Setting up Subnet Discovery
Setting up Discovery on a subnet is almost identical to running a regular Discovery via the web interface. The only additional items are the schedule hour and day(s) and a name for the Scheduled Task itself. You can take advantage of this to schedule multiple discoveries using different sets of credentials.
Setting up Active Directory Discovery
As per the Subnet Discovery, the Active Directory Discovery is also simply the same fields as a regular Active Directory Discovery with the addition of a day, hour(s) and name.
Setting Up Baselines
Once you have generated a Baseline Definition you can schedule it to be run against a given group of devices.
Setting up Group Updates
If you have a large number of device groups in Open-AudIT Community, you can disable the audit processing and discovery routines from running the group update routine.
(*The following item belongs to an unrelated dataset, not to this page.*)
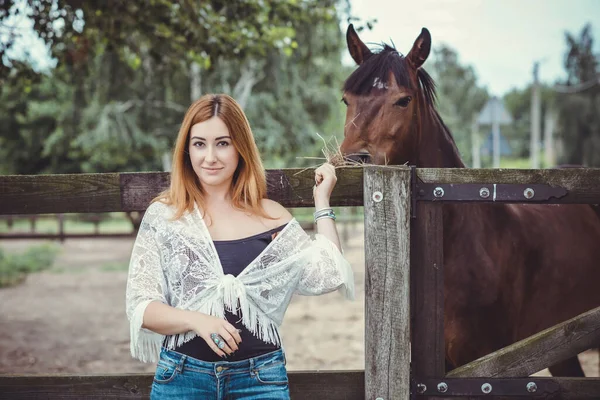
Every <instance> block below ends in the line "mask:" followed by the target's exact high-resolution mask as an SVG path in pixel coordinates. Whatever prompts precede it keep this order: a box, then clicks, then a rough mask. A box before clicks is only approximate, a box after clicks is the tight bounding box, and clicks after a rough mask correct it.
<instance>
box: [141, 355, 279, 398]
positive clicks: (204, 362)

This should speed up processing device results and discovery but at a cost of not updating your groups. Open-AudIT Enterprise allows you to schedule when you would like the group update routine to run. In extreme circumstances it may be beneficial to postpone the group update routine and run it on a schedule in period(s) of quiet activity on the Open-AudIT server.
Queries
Queries take the same arguments as Reports.
Summaries
Summaries take the same arguments as Reports.
Database Schema
The database schema can be found in the application is the user has database::read permission by going to menu: Admin -> Database -> List Tables, then clicking on the details button for the table.
API / Web Access
You can access the collection using the normal Open-AudIT JSON based API. Just like any other collection. Please see The Open-AudIT API documentation for further details.
Default Items
Shipped are a set of default items. These can be found by going to menu: Help → Defaults → Discovery Scan Options.